The C. elegans OCTR-1 and Human Alpha-2A Adrenergic Receptors are Methylated within the Third Intracellular Loop by Human PRMT5 in vitro

Alexander Bowitch 1, Tyler M Chinsky 1, Michael C Yu 1, Denise M Ferkey 1,§
Reviewed by: Michael Ailion
PMCID: PMC9007614  PMID: 35622502

Abstract

Arginines within the third intracellular loop of the C. elegans OCTR-1 and human ADRA2A receptors are methylated by the human protein arginine methyltransferase PRMT5 in vitro . Methylation of these residues could serve to modulate receptor signaling in vivo .

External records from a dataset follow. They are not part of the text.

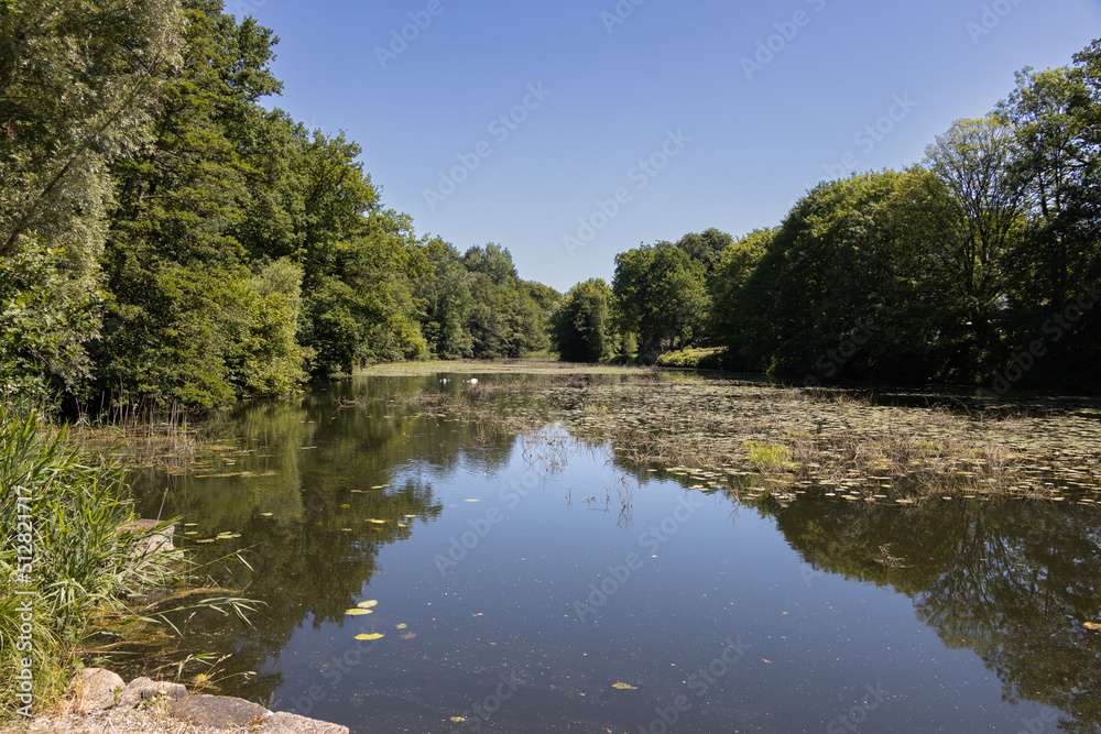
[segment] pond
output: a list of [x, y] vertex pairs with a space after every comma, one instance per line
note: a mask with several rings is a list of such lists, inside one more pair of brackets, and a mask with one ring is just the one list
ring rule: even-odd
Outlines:
[[1095, 486], [777, 500], [437, 399], [526, 415], [531, 384], [487, 390], [510, 380], [241, 406], [216, 458], [141, 474], [144, 516], [239, 551], [211, 574], [263, 606], [181, 618], [134, 665], [209, 654], [219, 692], [364, 734], [1099, 731]]

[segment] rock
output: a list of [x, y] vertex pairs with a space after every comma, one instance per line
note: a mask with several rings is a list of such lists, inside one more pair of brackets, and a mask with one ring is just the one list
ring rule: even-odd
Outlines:
[[73, 676], [67, 694], [81, 711], [99, 711], [115, 705], [118, 693], [127, 683], [121, 676], [102, 668], [85, 668]]
[[215, 728], [232, 728], [247, 726], [260, 716], [268, 714], [268, 709], [232, 695], [193, 695], [176, 702], [172, 706], [172, 715], [188, 724], [214, 726]]
[[187, 698], [187, 689], [179, 683], [151, 680], [145, 677], [134, 678], [119, 697], [119, 705], [132, 706], [139, 701], [150, 701], [157, 694], [163, 694], [170, 701], [178, 701]]
[[306, 719], [286, 711], [269, 714], [264, 727], [260, 731], [263, 734], [348, 734], [347, 726]]

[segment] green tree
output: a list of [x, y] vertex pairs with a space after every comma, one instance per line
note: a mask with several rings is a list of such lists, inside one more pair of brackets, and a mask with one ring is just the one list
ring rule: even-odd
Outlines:
[[995, 320], [1009, 291], [1006, 255], [1020, 239], [1020, 187], [1010, 173], [1012, 131], [994, 117], [960, 120], [926, 151], [927, 194], [948, 234], [936, 253], [951, 288], [945, 309], [968, 326], [960, 377], [983, 376], [996, 346]]
[[702, 335], [708, 308], [705, 270], [668, 242], [615, 255], [612, 282], [619, 329], [643, 351], [680, 349]]
[[241, 385], [252, 274], [233, 237], [247, 195], [231, 131], [279, 90], [269, 30], [220, 3], [188, 0], [179, 69], [164, 67], [154, 140], [119, 158], [118, 207], [101, 266], [107, 311], [92, 343], [97, 383], [116, 399], [226, 405]]
[[609, 305], [612, 291], [601, 278], [578, 283], [550, 317], [554, 348], [566, 362], [601, 362], [613, 349]]
[[723, 251], [733, 241], [732, 237], [712, 227], [700, 234], [685, 234], [677, 240], [677, 247], [684, 250], [689, 258], [701, 264], [704, 271], [710, 276], [715, 272], [715, 269], [718, 267]]

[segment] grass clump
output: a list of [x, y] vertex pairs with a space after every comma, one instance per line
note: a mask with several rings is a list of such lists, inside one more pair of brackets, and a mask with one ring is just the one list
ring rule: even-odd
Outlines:
[[[155, 541], [170, 524], [137, 525], [120, 462], [83, 453], [65, 430], [4, 406], [0, 526], [9, 540], [0, 548], [0, 717], [26, 705], [15, 679], [21, 660], [32, 662], [39, 712], [64, 690], [91, 629], [167, 622], [166, 612], [150, 614], [135, 600], [187, 578], [179, 552]], [[225, 598], [192, 606], [249, 609]]]

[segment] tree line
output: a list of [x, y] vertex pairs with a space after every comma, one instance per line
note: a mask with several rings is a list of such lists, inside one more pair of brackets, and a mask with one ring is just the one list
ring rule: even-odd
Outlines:
[[388, 209], [261, 100], [219, 0], [0, 0], [0, 402], [224, 406], [374, 361], [548, 347], [559, 294]]
[[570, 359], [719, 347], [829, 380], [1101, 388], [1101, 42], [1017, 74], [902, 172], [824, 182], [774, 228], [621, 253], [553, 316]]

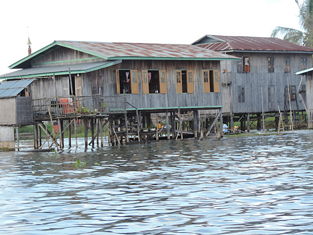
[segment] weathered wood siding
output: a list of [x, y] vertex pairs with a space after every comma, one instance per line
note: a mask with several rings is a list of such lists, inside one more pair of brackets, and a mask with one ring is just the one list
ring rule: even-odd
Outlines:
[[[311, 56], [310, 54], [238, 52], [231, 54], [238, 57], [249, 57], [250, 72], [237, 72], [237, 61], [221, 62], [221, 77], [223, 85], [222, 96], [224, 113], [262, 112], [262, 89], [263, 91], [264, 112], [277, 112], [278, 105], [279, 105], [281, 110], [284, 110], [284, 93], [285, 88], [287, 86], [287, 77], [289, 78], [290, 89], [291, 86], [296, 86], [297, 101], [291, 101], [292, 109], [296, 110], [298, 108], [300, 110], [304, 109], [301, 99], [296, 92], [301, 77], [295, 75], [294, 73], [302, 70], [301, 58], [306, 58], [307, 68], [310, 67], [309, 65], [312, 64]], [[268, 57], [274, 58], [274, 72], [268, 72]], [[284, 72], [284, 59], [285, 58], [290, 59], [290, 71], [289, 73]], [[223, 73], [224, 70], [225, 70], [225, 73]], [[227, 82], [229, 83], [226, 84]], [[303, 84], [305, 84], [305, 81], [302, 82]], [[239, 102], [239, 90], [240, 87], [244, 87], [244, 89], [245, 101], [243, 102]], [[272, 93], [269, 94], [269, 92]], [[272, 95], [274, 100], [270, 101], [269, 97]], [[289, 103], [287, 105], [289, 107]]]
[[32, 61], [32, 67], [66, 65], [105, 60], [103, 59], [96, 59], [94, 56], [83, 52], [61, 47]]
[[0, 99], [0, 125], [16, 124], [15, 97]]
[[[221, 92], [204, 93], [202, 85], [202, 70], [219, 70], [219, 63], [217, 61], [124, 60], [121, 64], [84, 74], [82, 77], [83, 95], [91, 95], [92, 83], [93, 82], [94, 84], [95, 79], [103, 80], [102, 96], [116, 95], [116, 70], [135, 69], [138, 71], [139, 94], [127, 94], [126, 99], [128, 102], [137, 108], [222, 105]], [[167, 93], [143, 94], [142, 70], [165, 70], [166, 72]], [[193, 93], [176, 93], [175, 70], [192, 70], [194, 88]], [[97, 82], [98, 83], [98, 81]]]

Figure 1. Human PRMT5 methylates the third intracellular loop of the C. elegans OCTR-1 receptor and the human alpha-2A adrenergic receptor (ADRA2A) in vitro .


Figure 1.

Human PRMT5 methylates the third intracellular loop of the
C. elegans 
OCTR-1 receptor and the human alpha-2A adrenergic receptor (ADRA2A)
in vitro
.

(A) Alignment showing conservation of the predicted arginine methylation motifs in the C. elegans OCTR-1 and human ADRA2A receptors. The entire third intracellular loop (3 rd ICL) of OCTR-1 is predicted to have ~121 amino acids, representing residues 203-323 [SWISS-MODEL, based on (Qu et al. 2020)]; only residues 295-322 of the 3 rd ICL are shown and aligned with the corresponding residues of the 3 rd ICL of ADRA2A. Arginines within the predicted methylation motifs (RXR) are shown in red. (B and C) Representative blots for the in vitro methylation assays. A wild-type (WT) and mutant (RA) recombinant fragment of the 3 rd ICL of OCTR-1 (residues 295-322) and ADRA2A (residues 362-387), flanked both amino- and carboxy-terminally with an S-tag to increase solubility, and fused to glutathione S-transferase (GST) were used in an in vitro methylation assay with active recombinant human PRMT5. There are no arginines within the S-tag. A fragment of the human D2 dopamine receptor was used as the positive control for methylation (Likhite et al. 2015) and GST alone served as the negative control. Top: Autoradiographs show that WT OCTR-1 and ADRA2A are methylated by PRMT5. Fragments with the conserved arginines (shown in red, Figure 1A) changed to alanines were not efficiently methylated. Ponceau S staining of the polyvinylidene difluoride (PVDF) membranes was performed to demonstrate equivalent loading of the WT and RA receptor fragments. Bottom: Quantification of the degree of methylation of the receptor fragments based on densitometric analysis of the autoradiographs. Loss of the methylation motif resulted in a 67% decrease in OCTR-1 methylation and a 90% decrease in ADRA2A methylation. Data are means, +/- the standard error of the mean (SEM) from three independent experiments. *** = p < 0.001

Description

One way that G protein-coupled signal transduction is regulated intracellularly is through post-translational modification of the receptors (G protein-coupled receptors; GPCRs). While phosphorylation remains the best studied of these modifications (Komolov and Benovic 2018), a proteomics analysis previously identified several GPCRs as substrates of an anti-methylarginine antibody (Boisvert et al. 2003). We subsequently reported the first evidence that GPCRs can be functionally regulated by protein arginine methylation: D2-like dopamine receptors (human D2 and C. elegans DOP-3 receptors) (Likhite et al. 2015) and the C. elegans SER-2 tyramine receptor (Bowitch et al. 2018). In each case, conserved arginines within the third intracellular loop (3 rd ICL) were methylated by PRMT5 in vitro , and experiments examining signaling in cell culture (D2) and behavior in C. elegans (DOP-3 and SER-2) suggested that arginine methylation serves to promote receptor signaling (Likhite et al. 2015; Bowitch et al. 2018). However, the mechanism by which it does so is not yet known. In the case of D2, methylation may alter interaction with regulatory proteins that bind to the region of the 3 rd ICL that contains the methylated arginines (Bowitch et al. 2021).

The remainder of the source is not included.